По словам Хелен, она видела в той работе то, что она «обязана была сделать, поскольку это развилось… [в ней] естественным путем…» Она рассказывала: «И у меня не было такого, чтобы я закончила картину и подумала: “Хм… кажется, получилось что-то потрясающее”. У меня такого и в мыслях не было. Я думала, что написала картину, которая не похожа ни на какую другую из всех, созданных мной ранее. Я просто почувствовала, что должна оставить ее в покое и унести из мастерской»[1481]
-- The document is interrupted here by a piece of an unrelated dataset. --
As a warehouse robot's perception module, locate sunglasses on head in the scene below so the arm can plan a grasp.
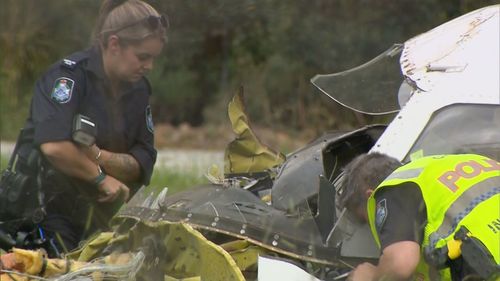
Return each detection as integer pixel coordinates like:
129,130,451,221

. Когда Фридель пришел по просьбе Хелен на ее сторону чердака взглянуть на новую работу, он был поражен и сильно раздосадован. Дзюбас счел ее выбор писать на незагрунтованном холсте признаком «лени». Он пояснял: «…я имею в виду, что она являлась в мастерскую часа в два дня, потом… часа три писала. Затем ей уже нужно было возвращаться домой к своей бутылке хереса, готовить ужин или наряжаться, если они куда-то шли… учитывая все это, незагрунтованный холст был для нее просто находкой»[1482]. Но уже вечером Фридель осознал: его соседка по студии сделала нечто действительно потрясающее. Она создала не только новую картину, но и альтернативу традиционному способу живописи по загрунтованной поверхности холста.«Потом я позвонила Клему, чтобы договориться с ним о планах на вечер. А Фридель выхватил трубку и возбужденно начал говорить, что Клему непременно надо прийти к нам взглянуть на картину, которую я только что написала», — вспоминала Хелен[1484]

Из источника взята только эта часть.